Abstract

Inferring urban functions using street view images (SVIs) has gained tremendous momentum. The recent prosperity of large-scale vision-language pretrained models sheds light on addressing some long-standing challenges in this regard, for example, heavy reliance on labeled samples and computing resources. In this paper, we present a novel prompting framework for enabling the pretrained vision-language model CLIP to effectively infer fine-grained urban functions with SVIs in a zero-shot manner, that is, without labeled samples and model training.

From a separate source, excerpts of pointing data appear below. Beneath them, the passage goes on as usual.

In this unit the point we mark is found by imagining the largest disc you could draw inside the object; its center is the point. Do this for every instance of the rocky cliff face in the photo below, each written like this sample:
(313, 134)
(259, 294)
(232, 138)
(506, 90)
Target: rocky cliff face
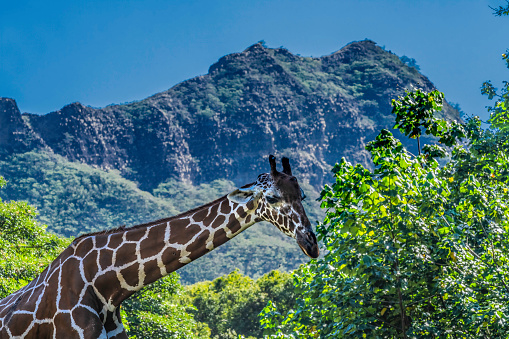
(224, 124)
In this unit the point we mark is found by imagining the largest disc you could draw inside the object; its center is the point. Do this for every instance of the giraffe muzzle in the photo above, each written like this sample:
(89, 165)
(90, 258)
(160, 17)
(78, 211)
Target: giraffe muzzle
(308, 244)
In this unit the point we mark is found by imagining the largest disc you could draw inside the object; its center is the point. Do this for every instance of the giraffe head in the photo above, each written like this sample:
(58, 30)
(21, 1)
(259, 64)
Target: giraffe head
(276, 197)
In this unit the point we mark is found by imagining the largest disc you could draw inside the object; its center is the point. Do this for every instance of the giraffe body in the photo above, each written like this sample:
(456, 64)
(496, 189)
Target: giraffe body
(79, 294)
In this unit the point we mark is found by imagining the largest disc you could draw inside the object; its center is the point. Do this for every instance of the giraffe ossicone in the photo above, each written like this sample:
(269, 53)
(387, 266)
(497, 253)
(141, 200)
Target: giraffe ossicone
(78, 295)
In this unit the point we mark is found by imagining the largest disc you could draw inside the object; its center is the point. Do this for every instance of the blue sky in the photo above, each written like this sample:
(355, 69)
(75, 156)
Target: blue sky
(101, 52)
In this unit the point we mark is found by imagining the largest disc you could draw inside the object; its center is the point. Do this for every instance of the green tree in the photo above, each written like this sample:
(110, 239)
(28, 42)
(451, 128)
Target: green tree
(415, 249)
(230, 304)
(25, 247)
(157, 312)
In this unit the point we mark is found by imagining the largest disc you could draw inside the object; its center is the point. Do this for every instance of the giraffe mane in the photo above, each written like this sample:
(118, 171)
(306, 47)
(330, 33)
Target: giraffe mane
(159, 221)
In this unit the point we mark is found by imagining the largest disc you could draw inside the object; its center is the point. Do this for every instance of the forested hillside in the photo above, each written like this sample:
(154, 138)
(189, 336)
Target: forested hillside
(87, 169)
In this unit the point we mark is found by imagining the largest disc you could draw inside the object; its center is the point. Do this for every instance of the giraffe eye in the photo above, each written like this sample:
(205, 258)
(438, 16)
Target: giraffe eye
(272, 199)
(302, 195)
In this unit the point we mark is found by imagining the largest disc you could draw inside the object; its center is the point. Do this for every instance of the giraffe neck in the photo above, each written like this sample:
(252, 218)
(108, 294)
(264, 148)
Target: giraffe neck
(121, 263)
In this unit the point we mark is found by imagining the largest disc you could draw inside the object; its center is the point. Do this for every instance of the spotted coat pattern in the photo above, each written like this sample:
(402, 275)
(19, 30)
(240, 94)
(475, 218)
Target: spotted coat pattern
(78, 295)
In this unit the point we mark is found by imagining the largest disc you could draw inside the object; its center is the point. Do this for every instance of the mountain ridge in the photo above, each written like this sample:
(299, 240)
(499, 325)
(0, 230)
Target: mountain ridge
(192, 130)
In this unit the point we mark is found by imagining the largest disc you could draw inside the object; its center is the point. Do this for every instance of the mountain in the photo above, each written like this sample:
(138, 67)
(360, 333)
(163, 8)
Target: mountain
(201, 138)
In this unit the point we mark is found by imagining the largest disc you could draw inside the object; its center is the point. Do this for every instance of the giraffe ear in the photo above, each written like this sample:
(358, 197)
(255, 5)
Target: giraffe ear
(243, 195)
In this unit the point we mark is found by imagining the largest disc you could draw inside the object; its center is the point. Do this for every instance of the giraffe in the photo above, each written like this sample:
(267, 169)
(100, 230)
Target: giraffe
(79, 294)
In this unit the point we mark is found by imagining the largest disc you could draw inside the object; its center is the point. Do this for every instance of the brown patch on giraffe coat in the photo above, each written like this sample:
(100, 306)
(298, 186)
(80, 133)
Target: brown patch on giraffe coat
(184, 236)
(280, 220)
(108, 284)
(84, 247)
(170, 254)
(71, 296)
(219, 237)
(225, 207)
(105, 258)
(213, 213)
(248, 219)
(199, 216)
(198, 245)
(178, 224)
(21, 322)
(34, 332)
(152, 245)
(64, 328)
(130, 274)
(134, 234)
(152, 271)
(49, 299)
(101, 240)
(90, 265)
(115, 240)
(233, 224)
(218, 221)
(241, 212)
(125, 254)
(88, 320)
(250, 205)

The prompting framework UrbanCLIP comprises an urban taxonomy and several urban function prompt templates, in order to (1) bridge the abstract urban function categories and concrete urban object types that can be readily understood by CLIP, and (2) mitigate the interference in SVIs, for example, street-side trees and vehicles. We conduct extensive experiments to verify the effectiveness of UrbanCLIP. The results indicate that the zero-shot UrbanCLIP largely surpasses several competitive supervised baselines, e.g. a fine-tuned ResNet, and its advantages become more prominent in cross-city transfer tests. In addition, UrbanCLIP’s zero-shot performance is considerably better than the vanilla CLIP. Overall, UrbanCLIP is a simple yet effective framework for urban function inference, and showcases the potential of foundation models for geospatial applications.